LaMoia snapped, “Forget it. She's talking a minimum of two or three days over there.”

“She's going too, isn't she?” Daphne speculated.

“It's where the press will be,” LaMoia said, though he blushed and squirmed in his chair. “What do you think?”

“The press, are you sure?” Boldt questioned, the ramifications for Sarah echoing in his thoughts.

“I'm sure. They're all over it.”

“Already?”

“Already.”

“That couldn't have been what Flemming wanted,” Boldt pointed out.

“Ten to one, the Captain did it, Sarge—Hill. She wanted Flemming slowed down; she wanted to punish him for trying the end run. What better way than to dump the press in his lap?”

“Games,” Matthews said, disgusted.

“You gotta get me off the Boise assignment, Sarge. You've got tattoos to run, con artists, adoption records. A foreign town.”

“How badly do you want off?”

“Whatever it takes,” LaMoia answered.

“I'll go,” Daphne confirmed. “I won't be missed.”

Boldt asked LaMoia, “Straight answer. Is there any reason Hill would be mad at you?”

“Moi?”

“I need it straight, John, because from here, from what we know about what you face in Boise —”
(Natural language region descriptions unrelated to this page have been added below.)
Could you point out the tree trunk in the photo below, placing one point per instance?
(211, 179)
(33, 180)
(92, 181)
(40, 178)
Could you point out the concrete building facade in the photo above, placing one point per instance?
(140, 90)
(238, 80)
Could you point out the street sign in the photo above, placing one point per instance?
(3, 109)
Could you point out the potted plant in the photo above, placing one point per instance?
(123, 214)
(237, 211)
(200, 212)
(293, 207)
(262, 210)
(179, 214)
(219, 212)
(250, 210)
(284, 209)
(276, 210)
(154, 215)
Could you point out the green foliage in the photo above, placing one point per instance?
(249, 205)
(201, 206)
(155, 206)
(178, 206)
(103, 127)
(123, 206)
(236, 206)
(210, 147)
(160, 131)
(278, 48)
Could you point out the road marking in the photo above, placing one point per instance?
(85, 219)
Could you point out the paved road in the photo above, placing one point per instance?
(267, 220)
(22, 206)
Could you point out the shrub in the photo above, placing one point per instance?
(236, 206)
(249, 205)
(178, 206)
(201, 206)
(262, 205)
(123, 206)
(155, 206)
LaMoia interrupted, “You mean failure? Trying to track down this driver and child
after
the Bureau has a substantial lead on us.”
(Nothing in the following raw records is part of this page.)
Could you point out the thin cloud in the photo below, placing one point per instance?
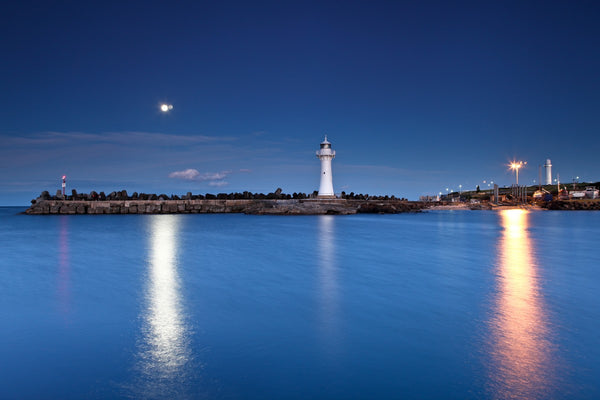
(195, 175)
(218, 183)
(121, 138)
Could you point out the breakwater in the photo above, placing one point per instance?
(572, 205)
(45, 205)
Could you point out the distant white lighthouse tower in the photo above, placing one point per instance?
(325, 154)
(548, 167)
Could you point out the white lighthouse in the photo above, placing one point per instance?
(325, 154)
(548, 167)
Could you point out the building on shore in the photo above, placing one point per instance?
(326, 154)
(548, 168)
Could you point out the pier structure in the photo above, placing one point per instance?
(326, 154)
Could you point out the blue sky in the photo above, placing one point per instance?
(416, 97)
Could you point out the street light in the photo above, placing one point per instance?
(516, 165)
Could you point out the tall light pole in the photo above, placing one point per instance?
(516, 165)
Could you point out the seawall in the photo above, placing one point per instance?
(209, 206)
“It looks more like a setup. This may be the investigation's biggest lead, and if it goes nowhere—”

“Hill needs a scapegoat,” Daphne said, following Boldt's reasoning.

“Or else there's a personal agenda at play,” Boldt said, challenging LaMoia directly, “and she's either intentionally sending you off to Siberia, or getting you out of the way so you can't screw things up for her at home.” He added, “How 'bout it?”
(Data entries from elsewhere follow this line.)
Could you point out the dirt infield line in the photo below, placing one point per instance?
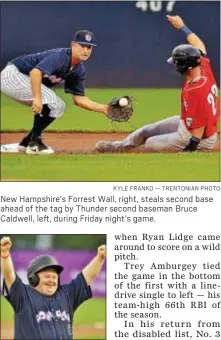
(7, 331)
(76, 143)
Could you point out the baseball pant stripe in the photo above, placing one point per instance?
(17, 85)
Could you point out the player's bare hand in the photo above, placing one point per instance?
(105, 110)
(101, 251)
(6, 245)
(37, 105)
(176, 21)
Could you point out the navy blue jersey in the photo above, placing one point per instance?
(38, 316)
(56, 67)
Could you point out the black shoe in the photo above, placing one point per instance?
(38, 147)
(25, 141)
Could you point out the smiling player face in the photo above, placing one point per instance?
(81, 52)
(48, 282)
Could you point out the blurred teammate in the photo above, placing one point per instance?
(28, 79)
(196, 128)
(44, 309)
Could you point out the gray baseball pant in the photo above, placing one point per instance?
(167, 135)
(17, 86)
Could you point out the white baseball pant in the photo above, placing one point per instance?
(17, 86)
(167, 135)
LaMoia didn't answer. He looked searchingly back and forth between Boldt and Matthews.

Boldt said, “Sarah's out of time. If the press picks up on the abandoned car …” His throat caught. To Daphne, he said, “Better go pack. We have seats on the red-eye.”

CHAPTER

LaMoia boiled at the thought of pursuing dead leads in Boise, Idaho, while Boldt attempted to track the tattoo and criminal records to the actual suspect in a place like the Big Easy. The central question that needed answering—was Sarah better off with him in Boise—seemed obvious enough: Bobbie Gaynes or Patrick Mulwright could easily handle Boise. How Sheila Hill could have made such a call without discussion was beyond him. Once again she was using him, this time in a political move that left too many unanswered questions. Was she afraid of someone within the department? Was LaMoia a threat? Or did she simply want three days with him in a hotel out of town to mend their fences? He feared this latter thought the most: playing gigolo in Boise for an oversexed, overly ambitious woman who had the power to trash his own career. Exactly what had he gotten himself into? Perhaps his handcuffing incident had awakened her, had made her realize how strong his feelings were for her.

He had no choice but to obey orders. A police department was not a democracy. The Boise investigation could have been handled over the phone, and Sheila Hill knew it. But the cameras—along with the fresh sheets and room service—were in Boise.